Thousands of cusecs of rainwater getting wasted as the supply channels have been choked.
Dr Shakeel Ahmed, chief scientist, CSIR-National Geophysical Research Institute (NGRI) and team leader Indo-French Centre for Groundwater Research (IFCGR) says, “The amount of rainfall that enters into the sub-surface could be quantified in hard rock region (rural areas) as about 10 per cent, but in Hyderabad, the entire hydrology changes. The infiltration will be much less due to concrete structures.”

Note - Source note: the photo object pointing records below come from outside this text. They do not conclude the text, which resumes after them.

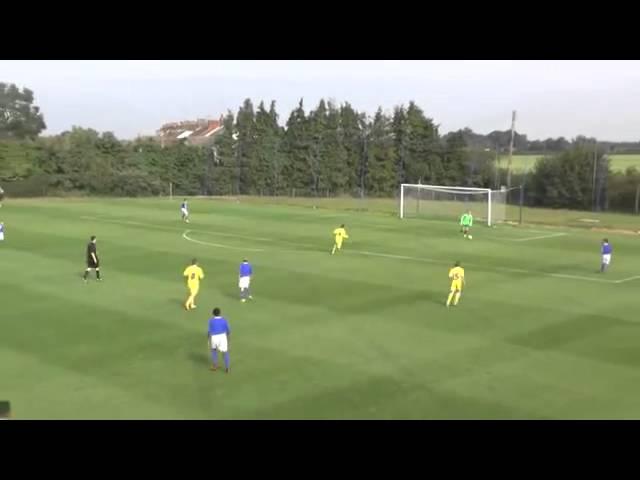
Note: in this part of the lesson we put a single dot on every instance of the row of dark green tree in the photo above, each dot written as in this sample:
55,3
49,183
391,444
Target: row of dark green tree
329,150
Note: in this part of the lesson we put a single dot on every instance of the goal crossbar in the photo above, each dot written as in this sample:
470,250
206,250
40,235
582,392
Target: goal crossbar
491,197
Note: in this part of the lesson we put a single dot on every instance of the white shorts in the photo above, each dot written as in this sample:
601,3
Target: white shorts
219,342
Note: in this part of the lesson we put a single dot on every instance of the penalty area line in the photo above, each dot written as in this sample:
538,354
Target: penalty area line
186,236
540,237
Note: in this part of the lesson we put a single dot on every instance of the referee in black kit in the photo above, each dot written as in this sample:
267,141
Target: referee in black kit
92,259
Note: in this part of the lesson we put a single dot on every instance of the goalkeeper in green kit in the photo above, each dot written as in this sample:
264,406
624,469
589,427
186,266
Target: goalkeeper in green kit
466,222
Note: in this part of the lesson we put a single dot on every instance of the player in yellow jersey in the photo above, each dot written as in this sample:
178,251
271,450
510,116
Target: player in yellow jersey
194,274
339,234
456,274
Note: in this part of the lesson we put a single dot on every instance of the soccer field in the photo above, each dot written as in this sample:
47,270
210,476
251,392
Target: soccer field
526,163
364,334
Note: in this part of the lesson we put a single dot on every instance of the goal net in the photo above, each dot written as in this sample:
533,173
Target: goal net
436,201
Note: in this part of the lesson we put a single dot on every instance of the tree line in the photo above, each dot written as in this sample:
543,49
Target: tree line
328,150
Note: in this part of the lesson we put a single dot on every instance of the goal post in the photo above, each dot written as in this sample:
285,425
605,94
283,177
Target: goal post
440,201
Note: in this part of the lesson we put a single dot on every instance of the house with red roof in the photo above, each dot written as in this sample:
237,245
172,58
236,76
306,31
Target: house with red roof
193,132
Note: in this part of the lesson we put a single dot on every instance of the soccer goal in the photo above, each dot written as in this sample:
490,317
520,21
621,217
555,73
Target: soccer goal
437,201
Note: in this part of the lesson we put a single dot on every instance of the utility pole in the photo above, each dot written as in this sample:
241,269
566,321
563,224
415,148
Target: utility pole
513,131
593,185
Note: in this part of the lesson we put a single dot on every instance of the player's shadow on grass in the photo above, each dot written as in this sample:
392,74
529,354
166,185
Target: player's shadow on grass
199,359
235,295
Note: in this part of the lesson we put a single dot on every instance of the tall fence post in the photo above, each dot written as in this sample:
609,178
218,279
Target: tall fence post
521,202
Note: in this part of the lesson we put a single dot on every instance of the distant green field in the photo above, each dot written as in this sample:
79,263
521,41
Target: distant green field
522,163
363,334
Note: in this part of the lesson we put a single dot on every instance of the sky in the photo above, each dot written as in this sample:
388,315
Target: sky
132,97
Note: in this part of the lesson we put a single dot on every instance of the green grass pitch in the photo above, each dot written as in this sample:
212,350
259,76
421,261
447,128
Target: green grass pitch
526,163
364,334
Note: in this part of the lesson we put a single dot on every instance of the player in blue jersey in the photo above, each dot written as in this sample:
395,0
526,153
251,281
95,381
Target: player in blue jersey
606,251
184,211
218,335
244,280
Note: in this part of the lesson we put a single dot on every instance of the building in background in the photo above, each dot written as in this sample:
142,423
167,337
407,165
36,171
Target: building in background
196,132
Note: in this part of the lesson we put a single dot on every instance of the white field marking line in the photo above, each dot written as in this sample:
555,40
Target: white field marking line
174,229
498,269
400,257
165,227
629,279
219,245
540,237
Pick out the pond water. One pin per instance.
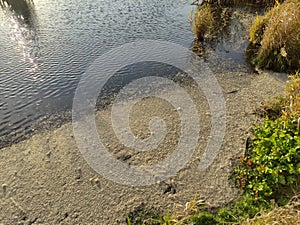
(48, 45)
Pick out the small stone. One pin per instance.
(48, 154)
(97, 182)
(78, 173)
(4, 188)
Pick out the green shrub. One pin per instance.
(273, 160)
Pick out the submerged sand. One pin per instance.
(45, 179)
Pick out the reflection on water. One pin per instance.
(45, 47)
(22, 29)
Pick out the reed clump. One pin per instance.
(276, 37)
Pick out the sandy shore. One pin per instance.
(45, 179)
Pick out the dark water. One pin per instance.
(47, 46)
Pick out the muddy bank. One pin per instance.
(45, 179)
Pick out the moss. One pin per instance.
(276, 37)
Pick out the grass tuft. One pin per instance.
(277, 37)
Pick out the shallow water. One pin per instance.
(48, 45)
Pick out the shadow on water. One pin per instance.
(224, 43)
(23, 9)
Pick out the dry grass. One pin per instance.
(278, 37)
(202, 21)
(288, 214)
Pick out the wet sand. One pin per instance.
(45, 179)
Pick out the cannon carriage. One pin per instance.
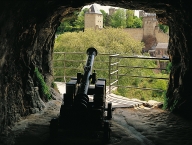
(84, 103)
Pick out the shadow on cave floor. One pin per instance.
(134, 126)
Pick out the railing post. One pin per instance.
(64, 68)
(109, 74)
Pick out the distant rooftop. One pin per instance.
(162, 45)
(94, 9)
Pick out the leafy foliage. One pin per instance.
(111, 40)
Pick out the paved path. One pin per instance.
(116, 100)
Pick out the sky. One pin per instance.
(106, 8)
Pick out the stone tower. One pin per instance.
(111, 10)
(93, 18)
(150, 23)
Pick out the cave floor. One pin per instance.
(130, 126)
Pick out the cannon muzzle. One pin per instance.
(82, 99)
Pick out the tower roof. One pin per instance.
(94, 9)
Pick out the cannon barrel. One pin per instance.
(81, 99)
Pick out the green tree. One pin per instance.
(118, 19)
(137, 22)
(105, 18)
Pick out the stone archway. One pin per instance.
(27, 34)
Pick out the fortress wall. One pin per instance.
(162, 37)
(136, 33)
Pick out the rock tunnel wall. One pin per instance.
(27, 31)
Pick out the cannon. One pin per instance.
(84, 103)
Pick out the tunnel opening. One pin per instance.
(25, 31)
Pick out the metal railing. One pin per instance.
(111, 66)
(73, 61)
(116, 72)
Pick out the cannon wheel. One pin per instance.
(107, 131)
(54, 123)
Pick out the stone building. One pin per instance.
(93, 18)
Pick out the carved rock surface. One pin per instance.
(27, 34)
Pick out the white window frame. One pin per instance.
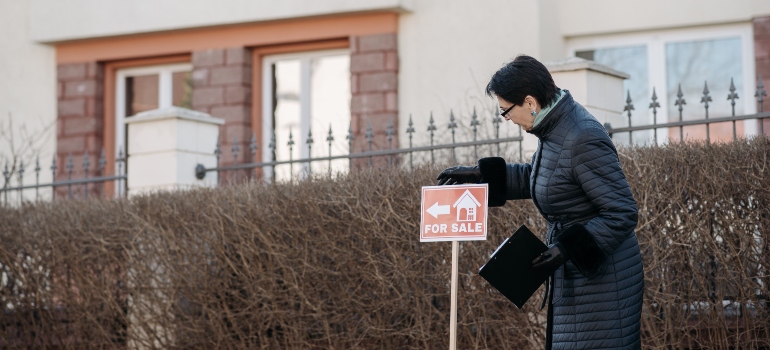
(656, 41)
(305, 98)
(165, 97)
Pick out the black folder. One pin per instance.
(509, 269)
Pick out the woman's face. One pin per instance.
(520, 115)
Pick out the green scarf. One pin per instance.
(544, 112)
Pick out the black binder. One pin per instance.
(509, 269)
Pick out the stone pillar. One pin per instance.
(374, 89)
(222, 88)
(762, 61)
(165, 145)
(80, 95)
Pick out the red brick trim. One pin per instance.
(80, 120)
(374, 88)
(222, 83)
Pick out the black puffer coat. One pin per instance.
(576, 182)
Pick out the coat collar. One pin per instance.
(554, 116)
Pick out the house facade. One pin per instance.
(295, 68)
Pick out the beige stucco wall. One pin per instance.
(27, 94)
(589, 17)
(54, 20)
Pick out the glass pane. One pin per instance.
(181, 89)
(694, 63)
(327, 101)
(330, 107)
(631, 60)
(141, 94)
(286, 114)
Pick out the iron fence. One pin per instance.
(394, 156)
(82, 183)
(680, 102)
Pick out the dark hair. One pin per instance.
(524, 76)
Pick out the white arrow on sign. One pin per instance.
(437, 210)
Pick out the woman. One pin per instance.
(575, 181)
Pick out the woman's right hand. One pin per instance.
(459, 174)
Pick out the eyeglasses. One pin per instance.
(506, 111)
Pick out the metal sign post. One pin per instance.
(453, 298)
(454, 213)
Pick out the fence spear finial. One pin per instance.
(760, 94)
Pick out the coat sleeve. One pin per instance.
(596, 168)
(506, 181)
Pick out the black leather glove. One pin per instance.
(550, 259)
(459, 174)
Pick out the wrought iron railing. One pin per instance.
(680, 102)
(389, 153)
(20, 189)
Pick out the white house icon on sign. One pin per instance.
(466, 207)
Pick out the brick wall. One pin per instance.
(222, 88)
(374, 88)
(762, 56)
(80, 94)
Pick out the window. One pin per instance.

Runoff depends on slope and soil types but there has been no study conducted in Hyderabad except for one on Hussainsagar catchment area in 2014. R Devender Prasad, Deputy Director, Hydrology, Groundwater Department says, “The 2014 study showed that 70 per cent of the runoff entering into Hussainsagar was from the Kukatpally nala.
The study revealed that the construction of multi-storied buildings and over-exploitation of groundwater caused deeper water levels in Qutbullapur, Yousufguda, Kukatpally and Hasmathpet watersheds.
On an average, 70 million litres per day (mld) runoff water enters Hussainsagar and another 30-40 mld from other nalas. Dr Subba Rao says, “Hyderabad was blessed with lakes and was designed in such a way that it was a rain resilient city but the connectivity between rains and lakes got cut, water bodies have disappeared. Runoff water if stored could solve half the problem.”